Edward Seymour: Life Story

Chapter 11 : The Good Duke

One of the greatest social and economic issues of the sixteenth century was that of enclosures. The wool industry had brought great wealth to England and when much of the land previously under cultivation was turned over to pasture after the huge reduction in population that occurred in the century or so following the Black Death, that did not create a problem. But by the sixteenth century, the population was growing fast, whilst landowners continued to enclose, to increase pasturage for flocks. There was not even sufficient pasturage for cattle, to provide the milk and cheese so important to the diets of the poor – for some unknown reason, sheep milk does not seem to have held much appeal for the English. At the same time, wool prices were rising.

There were also numerous other economic factors at work that resulted in unemployment, increased crime, hunger and misery, including the debasement of the coinage, war, the increase in silver from the New World, the dissolution of the monasteries, a growing urban population and poor harvests. Tudor economists, although they were beginning to ponder the links between cause and effect, focused, like the greater part of the population, on enclosure as the root cause of economic and societal ills, and human sinfulness as the driving force in enclosure.

The voices of some scholars and political thinkers were raised against greed and injustice – an inchoate group of political writers sometimes described as the ‘commonwealth men’. At the core of their theory was the mediaeval view of the state as a body, in which each individual had his or her part to play for the benefit of all. Consequently, the growing entrepreneurial spirit, and the desire for individual profit that a society diverging from feudal ideas towards capitalism, exhibited were criticised. Not, of course, that their criticisms were new – the fourteenth century Piers Plowman touched on many similar themes of personal greed, and a lack of community spirit. A notable critic was Robert Crowly, a preacher, but also a printer, whose pamphlets circulated widely. He roundly condemned rack-renting and enclosure. Many of the more radical Protestant clergy were aware of the issues, and agreed with the commonwealth men – seeing hunger, pestilence and dearth as the result of sin. Hugh Latimer, Bishop of Worcester, had publicly preached on the evils of greed, accusing the enclosers of being ‘greedy gulls [who] would eat up men, women, and children’.

One of Somerset’s friends, John Hales, took up the same theme and may have been the author of the Discourse of the Commonweal (published in 1581, written in 1549), although modern scholarship usually attributes it to Sir Thomas Smith. Smith himself was one of Somerset’s advisers, who had argued strongly for the government to stop debasing the coinage, which had been done to finance the French and Scottish wars. For all these commonwealth men, the problems of society were moral – if everyone behaved properly, economic problems would disappear. Since humans are inherently sinful, legislation should be used to make actions against the commonwealth, such as enclosure, unprofitable.

Somerset’s conscience was stirred, and on 1st June 1548, he ordered an enquiry into enclosures, to be led by Hales. The commission was to assess how the extant legislation on enclosures was being implemented. There was plentiful legislation on the topic, dating back to the reign of Henry VII, but it was not always enforced – in part because the local justices of the peace who should have enforced it, were often the culprits. An act of 1533 had sought to limit flocks to 2,400 per owner, an act which had little effect. In addition, Hales and his team were to look into ‘the corruption and infection of private lucre grown universally among our subjects’.

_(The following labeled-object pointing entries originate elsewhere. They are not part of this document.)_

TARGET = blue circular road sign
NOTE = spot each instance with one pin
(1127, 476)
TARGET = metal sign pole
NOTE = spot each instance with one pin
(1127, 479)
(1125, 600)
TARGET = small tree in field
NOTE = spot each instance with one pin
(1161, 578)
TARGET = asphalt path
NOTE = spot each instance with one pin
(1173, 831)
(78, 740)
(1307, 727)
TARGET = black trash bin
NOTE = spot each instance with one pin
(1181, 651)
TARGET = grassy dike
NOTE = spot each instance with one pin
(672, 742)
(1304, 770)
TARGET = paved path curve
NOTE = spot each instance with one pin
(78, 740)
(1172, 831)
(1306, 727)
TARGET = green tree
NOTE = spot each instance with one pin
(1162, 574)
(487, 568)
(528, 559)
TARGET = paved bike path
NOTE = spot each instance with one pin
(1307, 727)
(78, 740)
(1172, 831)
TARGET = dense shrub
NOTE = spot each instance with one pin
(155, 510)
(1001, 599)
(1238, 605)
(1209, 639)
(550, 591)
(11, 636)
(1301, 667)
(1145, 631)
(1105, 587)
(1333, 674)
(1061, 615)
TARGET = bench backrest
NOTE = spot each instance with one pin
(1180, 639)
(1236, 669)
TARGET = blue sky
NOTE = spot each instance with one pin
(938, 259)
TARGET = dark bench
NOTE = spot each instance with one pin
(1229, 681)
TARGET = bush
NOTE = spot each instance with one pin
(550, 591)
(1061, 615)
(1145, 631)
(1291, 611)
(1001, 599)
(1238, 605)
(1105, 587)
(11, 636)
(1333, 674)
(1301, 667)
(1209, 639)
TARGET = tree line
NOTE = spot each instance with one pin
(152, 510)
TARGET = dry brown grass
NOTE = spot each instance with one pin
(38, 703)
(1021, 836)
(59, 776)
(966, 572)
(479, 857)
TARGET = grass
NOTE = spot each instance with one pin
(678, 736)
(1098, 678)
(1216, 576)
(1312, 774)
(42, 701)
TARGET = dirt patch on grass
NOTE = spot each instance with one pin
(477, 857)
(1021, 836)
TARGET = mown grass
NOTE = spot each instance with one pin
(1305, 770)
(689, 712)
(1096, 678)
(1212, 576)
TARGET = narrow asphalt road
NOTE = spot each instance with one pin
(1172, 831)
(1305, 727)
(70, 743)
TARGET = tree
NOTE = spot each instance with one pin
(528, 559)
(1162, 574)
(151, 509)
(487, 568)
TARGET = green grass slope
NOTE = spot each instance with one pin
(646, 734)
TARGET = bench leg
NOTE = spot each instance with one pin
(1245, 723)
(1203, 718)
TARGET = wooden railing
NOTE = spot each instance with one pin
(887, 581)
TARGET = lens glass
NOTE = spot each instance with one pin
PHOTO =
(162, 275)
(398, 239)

There can be little doubt that Somerset had some genuine concerns for the state of society, and its poorer members, and it may not just have been his supporters who referred to him as ‘the good Duke’. In pursuit of some measure of justice, he introduced a private Act to parliament to give the tenants of his own estates, some protection from eviction, and where he did enclose land, he made provision for the tenants. Nevertheless, if he hoped that his example would set off a tidal wave of good practice from other nobles he was disappointed, perhaps because his own accumulation of wealth, and his ostentatious building project at Somerset House gave off more than a whiff of hypocrisy.

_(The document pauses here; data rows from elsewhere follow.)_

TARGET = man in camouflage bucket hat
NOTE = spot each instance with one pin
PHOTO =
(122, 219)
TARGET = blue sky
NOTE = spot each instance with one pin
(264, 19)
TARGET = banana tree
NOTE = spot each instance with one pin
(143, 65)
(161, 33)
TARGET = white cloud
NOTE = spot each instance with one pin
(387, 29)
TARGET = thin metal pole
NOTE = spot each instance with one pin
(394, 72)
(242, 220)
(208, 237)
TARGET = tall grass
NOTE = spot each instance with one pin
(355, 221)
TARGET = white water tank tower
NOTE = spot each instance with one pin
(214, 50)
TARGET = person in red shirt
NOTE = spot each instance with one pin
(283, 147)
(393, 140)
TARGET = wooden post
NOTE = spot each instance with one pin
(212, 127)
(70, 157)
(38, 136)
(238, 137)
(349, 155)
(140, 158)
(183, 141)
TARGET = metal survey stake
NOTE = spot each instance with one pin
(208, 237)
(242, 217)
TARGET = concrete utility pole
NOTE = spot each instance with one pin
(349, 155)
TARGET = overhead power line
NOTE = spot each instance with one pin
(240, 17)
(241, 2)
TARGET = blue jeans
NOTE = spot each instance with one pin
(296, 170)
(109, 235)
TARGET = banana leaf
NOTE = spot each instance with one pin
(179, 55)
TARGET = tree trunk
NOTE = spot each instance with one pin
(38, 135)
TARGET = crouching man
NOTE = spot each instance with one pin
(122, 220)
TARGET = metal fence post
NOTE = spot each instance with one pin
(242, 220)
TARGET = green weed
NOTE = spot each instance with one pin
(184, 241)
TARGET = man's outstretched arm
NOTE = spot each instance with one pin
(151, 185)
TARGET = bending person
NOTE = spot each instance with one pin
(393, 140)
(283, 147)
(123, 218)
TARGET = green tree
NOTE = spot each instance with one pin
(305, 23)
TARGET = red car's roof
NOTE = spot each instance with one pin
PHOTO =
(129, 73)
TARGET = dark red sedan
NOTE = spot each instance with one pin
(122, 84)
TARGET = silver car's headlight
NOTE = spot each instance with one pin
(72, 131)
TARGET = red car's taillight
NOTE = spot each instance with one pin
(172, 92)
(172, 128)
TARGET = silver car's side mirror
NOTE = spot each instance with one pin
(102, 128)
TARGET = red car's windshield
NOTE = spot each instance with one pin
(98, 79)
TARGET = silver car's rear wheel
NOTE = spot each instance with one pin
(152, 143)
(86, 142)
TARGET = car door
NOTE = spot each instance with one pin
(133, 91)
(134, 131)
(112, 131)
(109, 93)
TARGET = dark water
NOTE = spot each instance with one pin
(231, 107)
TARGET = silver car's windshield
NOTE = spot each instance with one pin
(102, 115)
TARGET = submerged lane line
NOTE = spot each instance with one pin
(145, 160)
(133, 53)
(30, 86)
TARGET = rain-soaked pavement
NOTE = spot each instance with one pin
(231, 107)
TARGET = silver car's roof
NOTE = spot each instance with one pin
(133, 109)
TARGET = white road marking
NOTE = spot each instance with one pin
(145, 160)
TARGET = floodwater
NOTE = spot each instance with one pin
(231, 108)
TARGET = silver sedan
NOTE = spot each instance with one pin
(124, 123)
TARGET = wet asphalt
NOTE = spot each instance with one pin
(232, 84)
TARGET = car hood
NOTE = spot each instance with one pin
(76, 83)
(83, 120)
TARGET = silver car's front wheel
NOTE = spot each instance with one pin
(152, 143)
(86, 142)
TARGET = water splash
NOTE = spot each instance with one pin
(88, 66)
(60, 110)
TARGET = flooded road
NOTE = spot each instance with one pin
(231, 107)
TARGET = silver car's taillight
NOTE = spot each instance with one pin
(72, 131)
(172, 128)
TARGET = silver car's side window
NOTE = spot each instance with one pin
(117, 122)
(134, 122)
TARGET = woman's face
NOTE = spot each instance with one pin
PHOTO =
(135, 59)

The intention of the commission was to investigate and record claims of unlicensed enclosing, rather than to take any action, but rather than proceeding in a measured way, Hales used his commission to broadcast his concerns about ‘the great dropsy and the insatiable desire of riches of some men’ as he entered each district to enquire about enclosures. His inflammatory language encouraged the poor to take the law into their own hands, and pull down illegal enclosures, whilst the landowners were outraged at attacks on their property, whether or not it were ill-gotten.

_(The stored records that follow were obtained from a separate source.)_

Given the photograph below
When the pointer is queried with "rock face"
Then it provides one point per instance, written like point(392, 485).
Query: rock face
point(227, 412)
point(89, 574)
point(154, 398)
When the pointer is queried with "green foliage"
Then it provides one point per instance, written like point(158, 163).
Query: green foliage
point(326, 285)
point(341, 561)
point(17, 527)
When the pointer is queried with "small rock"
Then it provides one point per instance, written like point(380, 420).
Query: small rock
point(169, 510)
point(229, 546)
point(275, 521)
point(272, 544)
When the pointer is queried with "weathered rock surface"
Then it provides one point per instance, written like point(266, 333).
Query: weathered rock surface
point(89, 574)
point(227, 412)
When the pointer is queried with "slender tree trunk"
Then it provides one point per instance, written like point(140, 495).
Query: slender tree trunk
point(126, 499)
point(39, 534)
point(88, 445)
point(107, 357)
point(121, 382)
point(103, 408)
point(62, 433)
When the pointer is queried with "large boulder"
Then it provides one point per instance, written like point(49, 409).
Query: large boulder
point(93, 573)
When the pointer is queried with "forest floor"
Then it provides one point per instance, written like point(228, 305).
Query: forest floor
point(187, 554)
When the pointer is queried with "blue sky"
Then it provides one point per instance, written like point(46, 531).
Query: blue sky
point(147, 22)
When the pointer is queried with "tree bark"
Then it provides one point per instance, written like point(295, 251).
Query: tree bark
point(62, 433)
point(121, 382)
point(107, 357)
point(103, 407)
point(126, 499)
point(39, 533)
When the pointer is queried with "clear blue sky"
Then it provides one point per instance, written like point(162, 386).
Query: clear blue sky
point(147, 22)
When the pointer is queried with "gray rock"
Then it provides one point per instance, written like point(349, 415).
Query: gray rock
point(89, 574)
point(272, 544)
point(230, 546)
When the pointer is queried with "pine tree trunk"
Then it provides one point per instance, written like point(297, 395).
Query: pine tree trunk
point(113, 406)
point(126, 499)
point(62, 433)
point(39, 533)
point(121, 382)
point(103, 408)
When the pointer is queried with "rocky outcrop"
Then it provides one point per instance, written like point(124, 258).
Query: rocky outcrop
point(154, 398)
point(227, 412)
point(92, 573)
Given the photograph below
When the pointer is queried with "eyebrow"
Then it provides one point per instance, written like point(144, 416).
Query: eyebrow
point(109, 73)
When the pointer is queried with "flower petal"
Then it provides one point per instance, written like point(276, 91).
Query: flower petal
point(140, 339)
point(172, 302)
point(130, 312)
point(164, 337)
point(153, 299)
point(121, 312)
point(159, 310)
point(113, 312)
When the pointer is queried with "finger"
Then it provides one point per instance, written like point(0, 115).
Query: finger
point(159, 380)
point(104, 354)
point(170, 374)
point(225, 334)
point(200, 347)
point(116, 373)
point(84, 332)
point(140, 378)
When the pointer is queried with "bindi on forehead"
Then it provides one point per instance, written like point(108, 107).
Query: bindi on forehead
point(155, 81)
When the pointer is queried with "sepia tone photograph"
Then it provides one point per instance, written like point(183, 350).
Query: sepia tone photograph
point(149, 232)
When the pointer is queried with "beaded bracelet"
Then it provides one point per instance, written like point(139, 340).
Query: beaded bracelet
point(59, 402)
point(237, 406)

Given that many of Somerset’s fellow councillors had profited handsomely from enclosure, there was not much enthusiasm for the commission, and the rioting that ensued actively alienated some of them – including the Earl of Warwick, who blamed Hales, and, by extension, Somerset, for disturbances in areas where he held land. Pardons were issued for all those who had been found to have illegally enclosed – on the basis that the enclosures were to be removed, and that the landowners would sin no more.